I am trying to analyse some data and I am a bit lost as to what is the correct approach to take.

The data are blood hormone levels, taken repeatedly from various subjects, after a certain treatment, which is given at 10', after 2 control samples are taken at time 0' and 10'.

So essentially I have some data that looks like this:

time <- c(0, 10, 20, 30, 45, 60)
response.1 <- c(8, 10, 66, 70, 30, 12)
response.2 <- c(5, 2, 20, 30, 10, 12)
response.3 <- c(10, 8, 80, 70, 40, 22)

As you can see the levels are low for the first two control points, then the stimulus is applied, the levels quickly rise and then slowly descend back to baseline over time.

I am a bit stuck as to how to model such a situation, especially what I am not sure how to include in the model is the fact that not all the points are equal in terms of exposure to the stimulus (for the first two points the subject did not have the stimulus at all, and the others are at different points in time after the stimulus).

The ultimate goal of this analysis would be to tell whether the response is the same for all of the subjects or not (depending on other factors that I will, of course, include in my model). In the example above, subject 2 had a very reduced response.


I would approach this in terms of a response trajectory whereby you can explicilty examine 1) any change in the mean level pre-to-post and 2) any change in the slope/curve before and after the stimulus. I have used multilevel models to do this in the past. The level 1 model is set up as an interupted time series and the variation in the pre-to-post change is examined at level 2 (i.e. treatment group memebership).

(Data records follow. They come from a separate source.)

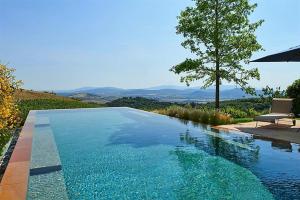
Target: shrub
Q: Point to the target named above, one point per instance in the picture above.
(9, 112)
(196, 115)
(293, 91)
(235, 113)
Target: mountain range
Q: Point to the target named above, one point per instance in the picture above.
(162, 93)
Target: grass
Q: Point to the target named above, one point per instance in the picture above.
(242, 120)
(197, 115)
(31, 100)
(44, 104)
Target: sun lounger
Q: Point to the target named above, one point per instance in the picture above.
(281, 108)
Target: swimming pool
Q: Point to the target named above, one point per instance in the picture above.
(123, 153)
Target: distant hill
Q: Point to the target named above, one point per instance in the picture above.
(161, 93)
(32, 95)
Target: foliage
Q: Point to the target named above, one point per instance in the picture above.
(293, 91)
(139, 103)
(196, 115)
(45, 104)
(221, 36)
(241, 108)
(270, 93)
(9, 112)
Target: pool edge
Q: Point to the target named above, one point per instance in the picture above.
(14, 183)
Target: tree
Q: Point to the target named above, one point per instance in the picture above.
(293, 91)
(221, 36)
(9, 113)
(269, 93)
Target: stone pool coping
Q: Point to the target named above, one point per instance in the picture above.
(14, 183)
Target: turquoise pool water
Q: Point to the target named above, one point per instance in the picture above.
(123, 153)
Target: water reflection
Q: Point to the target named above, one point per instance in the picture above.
(276, 144)
(217, 146)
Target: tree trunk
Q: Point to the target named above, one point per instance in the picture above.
(217, 96)
(217, 99)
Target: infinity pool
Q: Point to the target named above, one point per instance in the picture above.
(123, 153)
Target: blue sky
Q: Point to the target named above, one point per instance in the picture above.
(64, 44)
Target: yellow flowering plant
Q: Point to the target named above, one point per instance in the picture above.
(9, 112)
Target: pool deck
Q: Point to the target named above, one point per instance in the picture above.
(14, 183)
(283, 131)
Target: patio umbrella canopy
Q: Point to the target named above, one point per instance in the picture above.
(291, 55)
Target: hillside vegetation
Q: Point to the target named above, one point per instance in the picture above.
(231, 111)
(32, 100)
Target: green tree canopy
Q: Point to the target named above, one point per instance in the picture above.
(221, 36)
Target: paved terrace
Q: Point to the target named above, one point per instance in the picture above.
(283, 131)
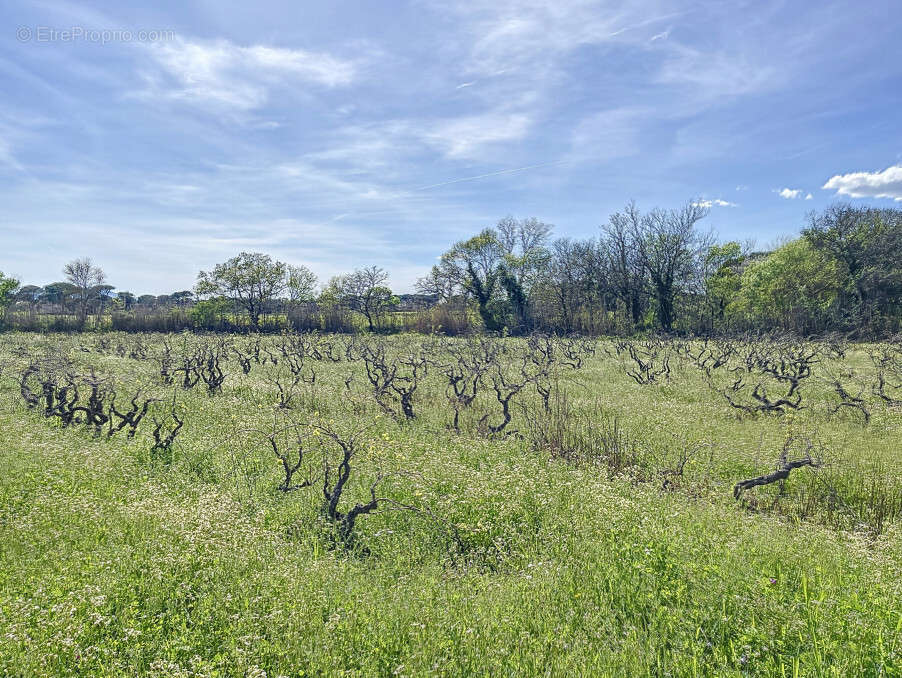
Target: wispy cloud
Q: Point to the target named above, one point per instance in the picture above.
(715, 202)
(469, 136)
(883, 184)
(513, 170)
(221, 74)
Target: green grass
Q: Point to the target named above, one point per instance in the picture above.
(114, 561)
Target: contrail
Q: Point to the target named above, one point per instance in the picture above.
(490, 174)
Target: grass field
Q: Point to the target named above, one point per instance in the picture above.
(599, 536)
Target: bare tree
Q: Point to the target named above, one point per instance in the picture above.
(365, 291)
(619, 243)
(301, 284)
(84, 276)
(670, 249)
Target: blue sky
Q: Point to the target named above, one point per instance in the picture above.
(164, 138)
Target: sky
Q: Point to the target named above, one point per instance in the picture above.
(160, 138)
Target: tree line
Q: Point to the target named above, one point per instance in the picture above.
(644, 271)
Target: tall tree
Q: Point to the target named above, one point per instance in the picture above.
(620, 242)
(525, 255)
(85, 277)
(793, 287)
(472, 267)
(252, 279)
(301, 284)
(866, 243)
(8, 287)
(364, 291)
(671, 250)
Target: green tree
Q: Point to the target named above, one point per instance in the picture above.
(252, 279)
(866, 243)
(472, 268)
(86, 279)
(301, 284)
(722, 278)
(792, 286)
(363, 291)
(8, 287)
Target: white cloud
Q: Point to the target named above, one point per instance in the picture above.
(222, 74)
(609, 134)
(716, 202)
(467, 137)
(885, 184)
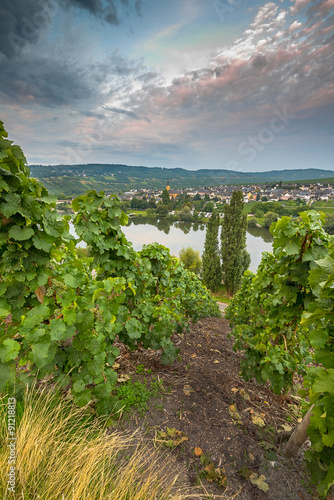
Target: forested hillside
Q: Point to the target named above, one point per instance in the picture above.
(75, 179)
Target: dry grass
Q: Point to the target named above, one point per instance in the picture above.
(62, 456)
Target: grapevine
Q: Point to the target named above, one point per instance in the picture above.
(59, 315)
(283, 311)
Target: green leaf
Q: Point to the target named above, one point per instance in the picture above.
(79, 386)
(318, 338)
(112, 355)
(133, 328)
(58, 330)
(11, 204)
(20, 234)
(4, 308)
(9, 350)
(292, 248)
(83, 398)
(328, 439)
(324, 381)
(71, 281)
(43, 353)
(6, 375)
(43, 241)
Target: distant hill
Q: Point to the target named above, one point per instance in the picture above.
(73, 180)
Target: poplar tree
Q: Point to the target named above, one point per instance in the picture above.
(235, 258)
(211, 275)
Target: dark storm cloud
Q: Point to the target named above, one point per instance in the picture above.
(50, 82)
(46, 81)
(22, 21)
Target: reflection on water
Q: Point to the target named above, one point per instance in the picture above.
(176, 235)
(261, 232)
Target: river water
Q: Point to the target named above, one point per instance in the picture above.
(177, 235)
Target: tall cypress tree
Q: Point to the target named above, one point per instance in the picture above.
(235, 258)
(211, 259)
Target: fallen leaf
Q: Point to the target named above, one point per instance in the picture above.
(40, 293)
(267, 446)
(187, 390)
(244, 395)
(234, 413)
(257, 420)
(259, 481)
(216, 475)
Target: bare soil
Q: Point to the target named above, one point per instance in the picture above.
(199, 391)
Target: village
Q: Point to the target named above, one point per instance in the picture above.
(260, 192)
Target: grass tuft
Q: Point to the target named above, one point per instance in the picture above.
(63, 455)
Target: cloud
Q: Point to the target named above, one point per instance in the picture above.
(22, 22)
(38, 79)
(126, 112)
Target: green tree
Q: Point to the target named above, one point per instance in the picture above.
(235, 258)
(165, 197)
(209, 207)
(162, 210)
(212, 275)
(269, 218)
(191, 259)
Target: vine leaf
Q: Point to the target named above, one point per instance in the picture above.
(20, 234)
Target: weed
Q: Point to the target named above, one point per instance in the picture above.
(59, 449)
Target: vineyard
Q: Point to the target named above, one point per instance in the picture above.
(282, 320)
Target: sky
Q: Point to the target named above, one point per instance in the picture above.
(243, 85)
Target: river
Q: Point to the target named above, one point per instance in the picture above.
(177, 235)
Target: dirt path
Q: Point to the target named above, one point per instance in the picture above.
(210, 409)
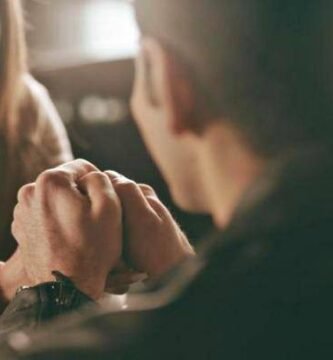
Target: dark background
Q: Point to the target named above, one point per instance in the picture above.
(82, 51)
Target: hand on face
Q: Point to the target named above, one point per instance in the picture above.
(70, 221)
(153, 243)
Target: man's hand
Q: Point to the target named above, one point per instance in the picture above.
(154, 242)
(70, 221)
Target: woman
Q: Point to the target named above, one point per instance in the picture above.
(32, 137)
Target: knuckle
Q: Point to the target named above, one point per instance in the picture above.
(147, 188)
(25, 193)
(85, 165)
(52, 178)
(125, 186)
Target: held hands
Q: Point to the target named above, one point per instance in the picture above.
(70, 220)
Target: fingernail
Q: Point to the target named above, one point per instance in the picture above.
(139, 277)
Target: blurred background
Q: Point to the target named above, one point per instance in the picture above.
(82, 51)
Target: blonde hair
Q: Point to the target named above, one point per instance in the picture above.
(13, 66)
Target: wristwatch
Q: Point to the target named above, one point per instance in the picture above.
(57, 297)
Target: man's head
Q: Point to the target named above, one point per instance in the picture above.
(260, 68)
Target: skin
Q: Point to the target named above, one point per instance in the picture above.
(70, 219)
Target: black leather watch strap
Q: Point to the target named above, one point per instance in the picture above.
(57, 297)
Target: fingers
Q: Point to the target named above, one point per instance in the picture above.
(119, 283)
(99, 189)
(132, 198)
(61, 182)
(26, 193)
(77, 169)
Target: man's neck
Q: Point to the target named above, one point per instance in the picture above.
(229, 169)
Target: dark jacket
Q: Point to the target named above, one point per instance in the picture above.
(263, 289)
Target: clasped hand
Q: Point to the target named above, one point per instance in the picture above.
(87, 224)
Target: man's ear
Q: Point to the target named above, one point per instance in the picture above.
(168, 88)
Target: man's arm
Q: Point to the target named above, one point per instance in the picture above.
(70, 223)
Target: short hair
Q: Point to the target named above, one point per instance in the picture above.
(263, 65)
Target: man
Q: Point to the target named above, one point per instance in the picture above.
(233, 99)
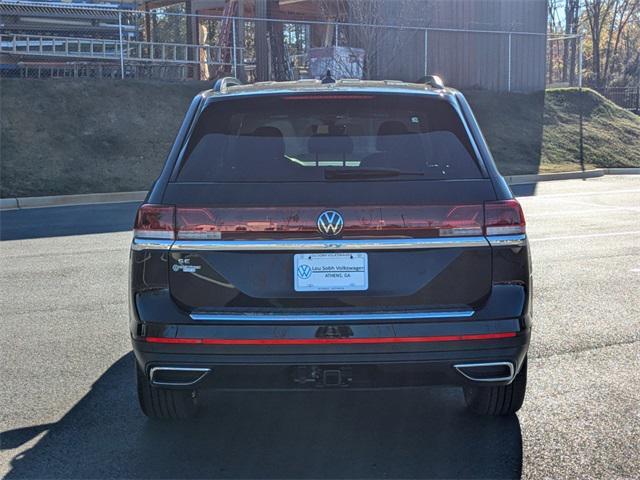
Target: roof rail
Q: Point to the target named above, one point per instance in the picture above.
(221, 84)
(434, 81)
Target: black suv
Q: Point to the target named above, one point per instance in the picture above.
(348, 235)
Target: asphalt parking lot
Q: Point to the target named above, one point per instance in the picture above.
(68, 406)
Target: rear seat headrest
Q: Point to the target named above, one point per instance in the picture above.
(326, 144)
(388, 133)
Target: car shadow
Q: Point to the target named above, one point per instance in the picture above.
(417, 433)
(67, 220)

Think about it as a segmented regression, with each segment representing the pre- and post-treatment periods. This would be the level 1 model:

Yt= bo+ b1T + b2D + b3P + e

Level 2 models:

b2 = g2 + (person factors) + u2

b3 = g3 + (person factors) + u3

T is time from the start of the observational period; it is represented by a Continuous variable beginning at 1. b1 is the slope pre-treatment.

D is a dummy variable for pre or post intervention; Coded 0 prior to intervention, 1 post intervention. b2 is the change in level post-treatment.

P is time since the intervention; Prior to intervention coded 0. Post intervention; continuous starting at 1. b3 is the change in slope post-treatment.

g2/3 is the grand mean of these effects and ut2/3 is the error in these models.

In a mixed model, b2 and b3 could be specified as random effects; which you can model to see if person level factors explain the variation in the effects of the treatment.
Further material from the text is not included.